Yes, and so what? Maybe I didn't make myself clear. I was not referring to police seizing specific guns (and I don't know how you came up with this since I didn't say it.) My concern that was the police would increase their overall seizure activity as another form of fund raising to go along with the asset seizure of the so-called "war on drugs" Kind of like having a ticket quota, they would have a guns seizure quota looking for flimsey excuses to steal peoples' property under the color of law - you know like they do with cash now.
Sorry for the misunderstanding, however, my general point still stands. I don't think there's much incentive for the individual officer to seize a gun (or fifty, for that matter) that wouldn't have been seized anyway, when he/she will likely never see any actual return from the seizure other than in the most general sense possible.
They're already seizing these guns. The question is, what do they do with them after the case is adjudicated? They can't keep them forever -- they have to do something with them. Typically the options are either to destroy it or sell it, or in very rare cases, donate it to a museum or something like that.
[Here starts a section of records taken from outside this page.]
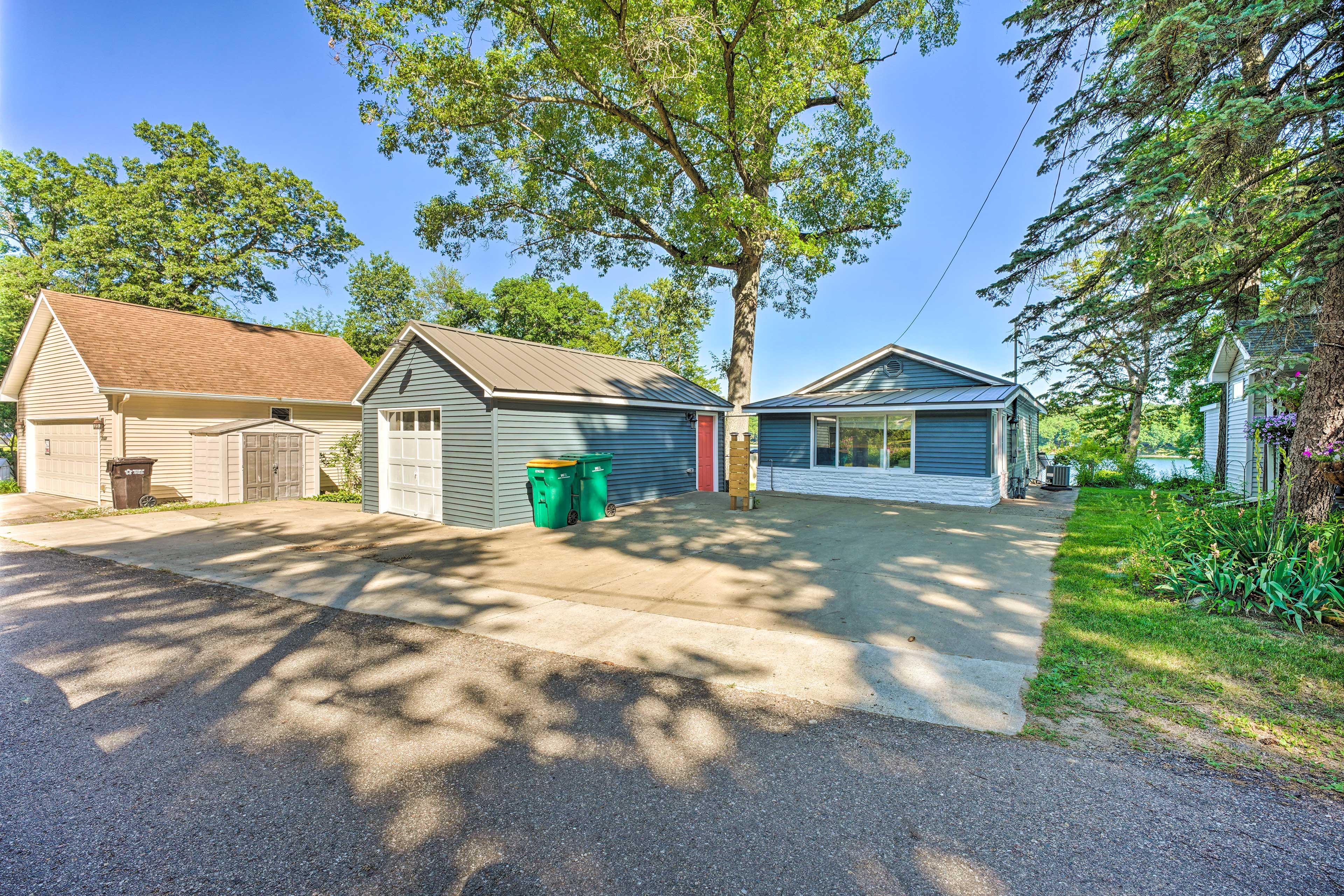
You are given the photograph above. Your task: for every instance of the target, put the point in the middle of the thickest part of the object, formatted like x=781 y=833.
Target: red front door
x=705 y=453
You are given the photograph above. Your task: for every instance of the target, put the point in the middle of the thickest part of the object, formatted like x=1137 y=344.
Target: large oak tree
x=730 y=138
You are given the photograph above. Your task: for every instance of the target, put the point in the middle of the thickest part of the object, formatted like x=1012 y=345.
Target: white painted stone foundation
x=882 y=485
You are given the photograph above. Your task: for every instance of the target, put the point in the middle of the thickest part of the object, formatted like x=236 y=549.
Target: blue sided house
x=451 y=420
x=898 y=425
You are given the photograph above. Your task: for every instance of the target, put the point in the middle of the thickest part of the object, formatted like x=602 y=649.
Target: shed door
x=68 y=460
x=289 y=465
x=259 y=467
x=705 y=453
x=413 y=471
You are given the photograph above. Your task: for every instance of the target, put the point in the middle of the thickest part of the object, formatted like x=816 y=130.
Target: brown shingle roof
x=142 y=348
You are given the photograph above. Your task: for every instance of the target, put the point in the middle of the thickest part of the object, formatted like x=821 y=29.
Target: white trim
x=897 y=350
x=229 y=398
x=603 y=399
x=30 y=439
x=400 y=347
x=882 y=471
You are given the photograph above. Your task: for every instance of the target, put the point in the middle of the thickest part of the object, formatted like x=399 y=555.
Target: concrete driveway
x=921 y=612
x=37 y=508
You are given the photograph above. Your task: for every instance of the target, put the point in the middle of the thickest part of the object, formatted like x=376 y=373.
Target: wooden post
x=740 y=472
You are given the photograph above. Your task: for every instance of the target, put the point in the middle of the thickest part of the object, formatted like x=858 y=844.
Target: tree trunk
x=747 y=293
x=1322 y=414
x=1136 y=422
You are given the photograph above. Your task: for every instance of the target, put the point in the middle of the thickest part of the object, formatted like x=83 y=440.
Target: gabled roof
x=891 y=348
x=929 y=398
x=1295 y=336
x=142 y=350
x=517 y=369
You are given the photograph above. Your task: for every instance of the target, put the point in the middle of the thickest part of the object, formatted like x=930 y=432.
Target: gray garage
x=452 y=418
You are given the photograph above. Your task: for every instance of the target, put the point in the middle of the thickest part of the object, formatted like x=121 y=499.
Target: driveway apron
x=925 y=613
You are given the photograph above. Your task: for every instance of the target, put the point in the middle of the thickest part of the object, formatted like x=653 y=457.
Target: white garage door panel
x=66 y=460
x=414 y=468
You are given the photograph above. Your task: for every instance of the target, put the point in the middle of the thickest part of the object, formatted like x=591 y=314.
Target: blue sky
x=76 y=76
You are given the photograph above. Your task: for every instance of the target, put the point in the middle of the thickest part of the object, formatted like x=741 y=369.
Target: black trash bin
x=131 y=480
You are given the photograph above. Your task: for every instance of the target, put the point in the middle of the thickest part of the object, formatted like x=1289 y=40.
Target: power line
x=972 y=222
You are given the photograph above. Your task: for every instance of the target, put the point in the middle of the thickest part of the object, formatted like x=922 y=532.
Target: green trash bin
x=590 y=485
x=553 y=484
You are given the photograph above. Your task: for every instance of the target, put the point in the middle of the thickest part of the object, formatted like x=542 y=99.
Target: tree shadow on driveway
x=182 y=737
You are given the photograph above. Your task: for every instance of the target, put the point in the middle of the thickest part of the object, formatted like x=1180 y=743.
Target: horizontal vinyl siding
x=332 y=424
x=59 y=387
x=160 y=428
x=952 y=442
x=654 y=449
x=913 y=375
x=421 y=377
x=785 y=440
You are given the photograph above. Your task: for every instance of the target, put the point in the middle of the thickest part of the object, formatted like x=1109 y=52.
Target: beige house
x=97 y=379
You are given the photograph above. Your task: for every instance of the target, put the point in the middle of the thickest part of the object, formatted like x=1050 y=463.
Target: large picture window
x=865 y=441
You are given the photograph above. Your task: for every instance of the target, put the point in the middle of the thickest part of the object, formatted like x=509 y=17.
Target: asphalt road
x=160 y=735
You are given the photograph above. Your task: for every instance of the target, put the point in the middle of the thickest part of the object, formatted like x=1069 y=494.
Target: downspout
x=495 y=463
x=1221 y=463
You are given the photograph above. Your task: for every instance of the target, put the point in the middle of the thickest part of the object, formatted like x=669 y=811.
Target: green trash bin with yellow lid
x=553 y=487
x=590 y=484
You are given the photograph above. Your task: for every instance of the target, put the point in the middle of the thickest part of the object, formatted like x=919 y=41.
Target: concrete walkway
x=672 y=588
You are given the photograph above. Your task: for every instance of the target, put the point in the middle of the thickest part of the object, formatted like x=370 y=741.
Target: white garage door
x=66 y=458
x=413 y=471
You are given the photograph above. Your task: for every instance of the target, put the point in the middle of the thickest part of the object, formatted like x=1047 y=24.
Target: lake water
x=1164 y=468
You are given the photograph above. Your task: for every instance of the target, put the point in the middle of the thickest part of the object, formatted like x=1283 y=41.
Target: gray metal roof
x=857 y=401
x=1295 y=336
x=504 y=365
x=233 y=426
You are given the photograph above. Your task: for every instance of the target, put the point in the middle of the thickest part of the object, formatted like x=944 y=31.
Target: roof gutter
x=604 y=399
x=232 y=398
x=862 y=409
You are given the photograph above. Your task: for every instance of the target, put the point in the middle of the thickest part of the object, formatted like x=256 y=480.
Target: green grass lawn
x=88 y=514
x=1242 y=692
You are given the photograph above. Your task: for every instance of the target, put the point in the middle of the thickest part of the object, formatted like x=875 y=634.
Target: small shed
x=253 y=460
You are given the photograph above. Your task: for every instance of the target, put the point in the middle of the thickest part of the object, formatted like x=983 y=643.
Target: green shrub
x=347 y=460
x=1227 y=559
x=343 y=498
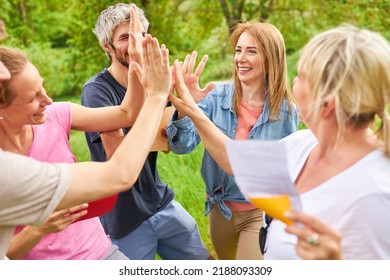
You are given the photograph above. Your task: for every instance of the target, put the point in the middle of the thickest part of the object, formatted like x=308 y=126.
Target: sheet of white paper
x=260 y=169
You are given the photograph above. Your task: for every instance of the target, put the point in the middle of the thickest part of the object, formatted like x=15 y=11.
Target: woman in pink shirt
x=31 y=124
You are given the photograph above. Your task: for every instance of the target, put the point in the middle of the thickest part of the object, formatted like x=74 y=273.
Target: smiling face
x=29 y=104
x=120 y=43
x=249 y=60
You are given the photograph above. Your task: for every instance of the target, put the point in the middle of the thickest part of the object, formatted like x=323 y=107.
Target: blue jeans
x=172 y=233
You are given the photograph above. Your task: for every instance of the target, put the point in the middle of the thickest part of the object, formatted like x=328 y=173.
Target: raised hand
x=316 y=240
x=191 y=78
x=155 y=75
x=135 y=36
x=61 y=219
x=183 y=100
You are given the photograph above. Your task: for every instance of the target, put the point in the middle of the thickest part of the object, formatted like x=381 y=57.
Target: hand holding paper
x=261 y=173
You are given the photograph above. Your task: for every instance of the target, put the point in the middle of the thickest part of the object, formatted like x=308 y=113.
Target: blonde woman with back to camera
x=340 y=166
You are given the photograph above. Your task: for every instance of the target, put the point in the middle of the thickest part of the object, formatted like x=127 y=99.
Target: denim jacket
x=218 y=106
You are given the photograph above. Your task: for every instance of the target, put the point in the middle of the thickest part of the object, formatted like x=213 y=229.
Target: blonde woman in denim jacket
x=257 y=104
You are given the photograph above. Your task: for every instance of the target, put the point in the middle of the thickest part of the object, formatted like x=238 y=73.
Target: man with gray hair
x=146 y=219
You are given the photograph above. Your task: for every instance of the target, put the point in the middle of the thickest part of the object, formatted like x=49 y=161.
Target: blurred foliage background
x=57 y=35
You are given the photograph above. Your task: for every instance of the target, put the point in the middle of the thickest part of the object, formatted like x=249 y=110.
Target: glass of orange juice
x=274 y=206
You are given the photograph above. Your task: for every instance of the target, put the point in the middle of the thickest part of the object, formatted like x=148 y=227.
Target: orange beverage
x=274 y=206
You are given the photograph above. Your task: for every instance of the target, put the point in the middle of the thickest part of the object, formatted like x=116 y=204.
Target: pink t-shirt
x=79 y=241
x=247 y=118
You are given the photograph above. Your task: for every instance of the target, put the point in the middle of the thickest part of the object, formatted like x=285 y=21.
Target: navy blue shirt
x=148 y=194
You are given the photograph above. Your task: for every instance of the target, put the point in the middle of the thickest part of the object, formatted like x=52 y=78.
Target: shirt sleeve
x=29 y=190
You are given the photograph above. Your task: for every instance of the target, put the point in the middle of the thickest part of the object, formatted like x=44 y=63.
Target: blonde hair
x=15 y=61
x=352 y=66
x=270 y=42
x=110 y=18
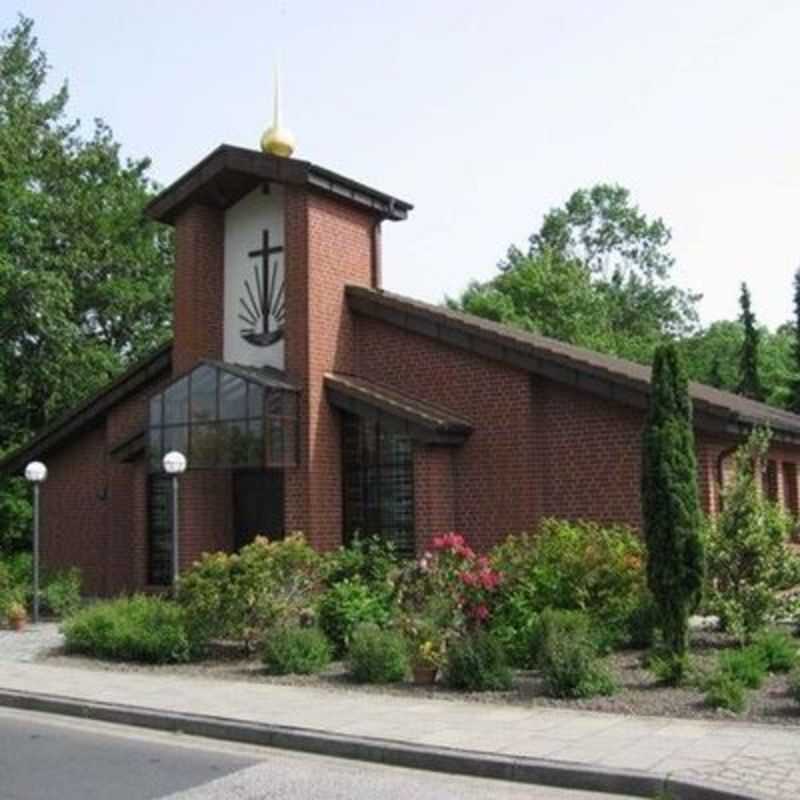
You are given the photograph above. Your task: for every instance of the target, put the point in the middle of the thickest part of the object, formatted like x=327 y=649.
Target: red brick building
x=306 y=398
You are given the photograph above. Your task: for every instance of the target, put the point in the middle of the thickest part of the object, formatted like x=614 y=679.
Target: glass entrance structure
x=222 y=416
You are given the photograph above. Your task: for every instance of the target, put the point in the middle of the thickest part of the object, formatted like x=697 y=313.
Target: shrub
x=747 y=557
x=723 y=690
x=369 y=560
x=138 y=628
x=477 y=663
x=62 y=593
x=747 y=666
x=567 y=654
x=240 y=596
x=578 y=566
x=669 y=668
x=291 y=649
x=347 y=605
x=376 y=655
x=778 y=650
x=794 y=684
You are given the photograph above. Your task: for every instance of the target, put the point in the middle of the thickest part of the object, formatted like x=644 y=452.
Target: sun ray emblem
x=262 y=307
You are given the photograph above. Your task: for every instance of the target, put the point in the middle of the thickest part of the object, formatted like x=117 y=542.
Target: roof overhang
x=398 y=412
x=229 y=173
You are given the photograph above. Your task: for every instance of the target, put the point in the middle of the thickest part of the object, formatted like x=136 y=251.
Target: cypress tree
x=749 y=378
x=670 y=507
x=794 y=399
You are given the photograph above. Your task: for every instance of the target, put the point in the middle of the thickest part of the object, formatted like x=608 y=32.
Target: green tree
x=749 y=378
x=793 y=402
x=85 y=279
x=670 y=507
x=597 y=274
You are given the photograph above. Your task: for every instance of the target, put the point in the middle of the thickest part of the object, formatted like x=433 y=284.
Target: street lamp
x=36 y=474
x=174 y=465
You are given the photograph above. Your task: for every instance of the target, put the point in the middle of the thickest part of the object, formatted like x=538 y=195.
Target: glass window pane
x=204 y=394
x=154 y=451
x=232 y=397
x=155 y=409
x=176 y=402
x=206 y=445
x=255 y=401
x=255 y=443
Since my old agency stopped doing sales, I've destroyed literally THOUSANDS of Beretta 96s and Glock 17s, hundreds of Ruger 10-22s, and Lord only knows how many AK variants. It was a shame, but we weren't allowed to do anything else with them.
Of course, we also destroyed oodles of crappy little Jennings/Lorcin/Cobra/Brycos, Hi-Points, and tons of guns that had been 'home gunsmithed' in ways you don't even want to think about LOL.